WEB限定 書き下ろし小説

トリシア、セドリックのお姫様になる?

5

「……ねえ。セドリックほどの勇者なら、もっと大きな冒険をすべきでしょう? こんな下水道の中の事件を解決するんじゃなく?」
「なるほど! 言われてみればそのとおり!」
 セドリックはポンと手を打った。
「……だが、大きな事件を起こして自分で解決するのはいかにも大変そうだ」
「自分で騒動を起こさなくたって、冒険が待っている場所はあるでしょ? ……たとえば、海とか」
 トリシアはとりあえず、思いつきを口にした。
「確かに、海には無限の冒険が待っていそうだね! ……でも、アムリオンには海はないはず?」
 ぱっと顔を明るくしたセドリックだが、少し考えてから首をひねった。
「大丈夫。
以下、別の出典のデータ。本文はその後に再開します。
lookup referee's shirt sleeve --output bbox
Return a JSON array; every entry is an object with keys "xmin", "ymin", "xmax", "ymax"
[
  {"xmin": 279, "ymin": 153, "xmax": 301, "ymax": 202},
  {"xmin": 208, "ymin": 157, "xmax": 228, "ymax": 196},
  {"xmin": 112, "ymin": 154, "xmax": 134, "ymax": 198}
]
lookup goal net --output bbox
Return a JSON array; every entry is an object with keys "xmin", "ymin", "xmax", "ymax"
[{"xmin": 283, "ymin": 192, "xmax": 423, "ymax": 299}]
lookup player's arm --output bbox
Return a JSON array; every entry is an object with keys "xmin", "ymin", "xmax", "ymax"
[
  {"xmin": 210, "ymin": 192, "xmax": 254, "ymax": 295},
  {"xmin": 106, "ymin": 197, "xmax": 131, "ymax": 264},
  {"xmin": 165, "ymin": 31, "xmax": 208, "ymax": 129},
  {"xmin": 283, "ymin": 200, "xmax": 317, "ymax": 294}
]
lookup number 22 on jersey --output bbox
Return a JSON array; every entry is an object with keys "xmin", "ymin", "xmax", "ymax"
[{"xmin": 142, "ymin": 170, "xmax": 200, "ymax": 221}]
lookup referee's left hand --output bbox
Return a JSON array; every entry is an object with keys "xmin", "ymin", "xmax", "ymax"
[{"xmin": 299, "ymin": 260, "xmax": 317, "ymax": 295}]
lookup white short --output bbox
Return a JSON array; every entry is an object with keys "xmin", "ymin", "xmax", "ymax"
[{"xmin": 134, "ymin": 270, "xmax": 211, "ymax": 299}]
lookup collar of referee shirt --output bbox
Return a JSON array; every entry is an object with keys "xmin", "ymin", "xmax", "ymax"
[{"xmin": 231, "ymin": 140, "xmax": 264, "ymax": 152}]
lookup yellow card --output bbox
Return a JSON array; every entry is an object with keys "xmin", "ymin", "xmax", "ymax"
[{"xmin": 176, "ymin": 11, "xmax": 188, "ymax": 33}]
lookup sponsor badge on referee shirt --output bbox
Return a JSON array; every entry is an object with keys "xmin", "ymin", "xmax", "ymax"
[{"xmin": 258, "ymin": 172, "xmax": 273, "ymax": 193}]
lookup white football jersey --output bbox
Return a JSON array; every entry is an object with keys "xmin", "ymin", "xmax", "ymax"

大レーヌ川をず〜っと西に下っていけば、海だから」
 トリシアも海は見たことがないが、適当に言った。
「度重なる助言に感謝するよ、トリシア嬢! 我が従者ライム! さっそく海に向かって出発だ! まず、ママに『行ってきます』って言ってからだけど」
「ぼ、僕も行くんですか!?」
「当然じゃないか? 英雄には、その功績を語る吟遊詩人が付き添わなくてはね! ……君、歌とか楽器、できるよね?」
「できませんったら! いきなり吟遊詩人なんて!」
 ライムは思い切り首を横に振った。
「なら、旅の途中で練習だ! さあ、灰色の海が僕らを待っているよ!」
 セドリックはライムの腕をつかむ。
「せめて青い海って言ってください! 不吉でしょ!」
 セドリックとライムはそう言葉を交わしながら、下水道を去っていった。
「これでしばらく悪さもしないでしょ」
「少なくとも、この王都ではね」
 ふたりの背中を見送ったトリシアとおしゃべりフクロウは、顔を見合わせて笑うのだった。
 という訳で。
 セドリックとライムは海の冒険に旅立ち、思わぬところでトリシアとの再会を果たすのだが。
 それはまた別のお話。

……旅立ったセドリックとライムは、どこでトリシアと再会するのか?
それは、10巻を読んでの、お楽しみ!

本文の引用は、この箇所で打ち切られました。